Task and worker metrics are intentionally low-cardinality. They tell you that backlog, queue latency, execution latency, retries, stale heartbeats, or capacity saturation exist. When you need the concrete evidence behind those aggregates, use `GET /api/v1/tasks/diagnostics` to retrieve bounded diagnostic items for stuck queued tasks, stale in-flight tasks, retry storms, all-workers-at-capacity conditions, and task-result dead letters.

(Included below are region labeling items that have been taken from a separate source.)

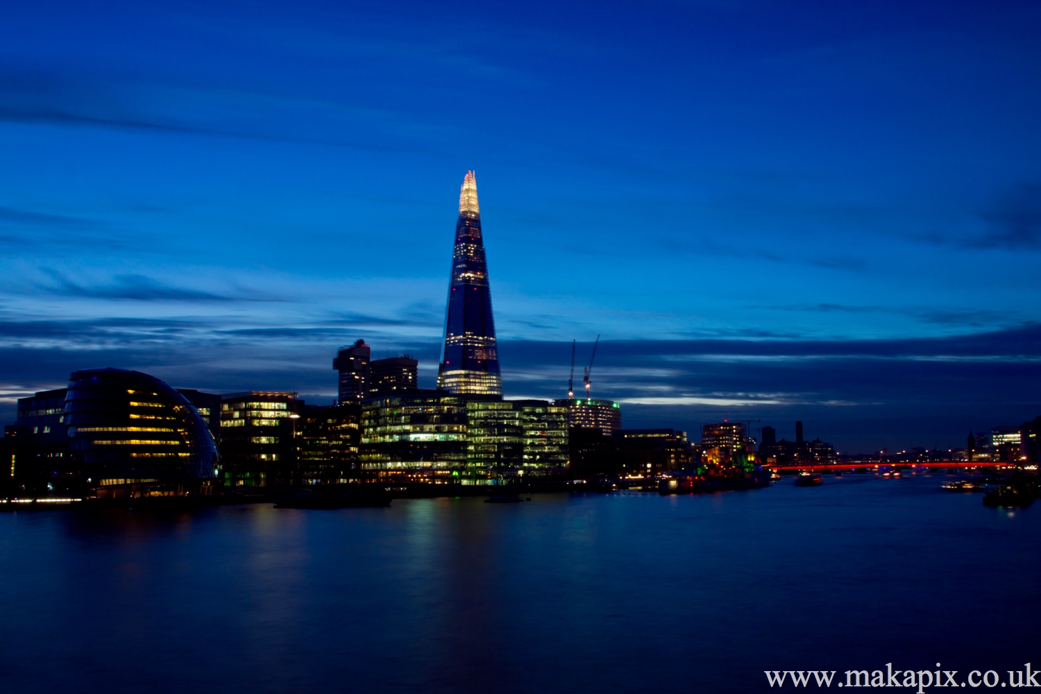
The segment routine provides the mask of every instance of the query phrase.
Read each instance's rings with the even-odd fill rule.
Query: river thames
[[[985,508],[950,479],[8,512],[0,680],[744,692],[769,689],[764,670],[1041,668],[1041,505]]]

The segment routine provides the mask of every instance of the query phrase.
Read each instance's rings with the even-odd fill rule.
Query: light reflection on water
[[[8,513],[0,682],[737,692],[765,669],[1041,661],[1041,505],[987,509],[946,479]]]

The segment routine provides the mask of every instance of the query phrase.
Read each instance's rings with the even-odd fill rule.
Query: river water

## Composing with other interceptors

Observability is just a regular interceptor. Compose it with your own by controlling registration order. The first registered interceptor is the outermost wrapper.

```typescript partial
engine.addInterceptor(authInterceptor); // 1. Check auth
engine.addInterceptor(validationInterceptor); // 2. Validate inputs
engine.addInterceptor(observabilityInterceptor); // 3. Trace the validated, authorized call
engine.addInterceptor(encryptionInterceptor); // 4. Encrypt before sending to worker
```

In this arrangement, the observability span captures the call _after_ auth and validation have passed but _before_ encryption. The span timings reflect the actual activity execution, not the overhead of validation and encryption. Adjust the order to match what you want to measure.

Activity-side hooks follow the same pattern through `addInterceptor()`:

```typescript partial
engine.addInterceptor(observabilityInterceptor);
engine.addInterceptor(decryptionInterceptor);
```

If you're building a custom interceptor that also needs trace context, let the observability interceptor handle extraction. It reads the propagated `traceparent` header internally and parses it with `parseTraceParent()`.

Traces stitch together automatically as long as the headers propagate through the interceptor chain.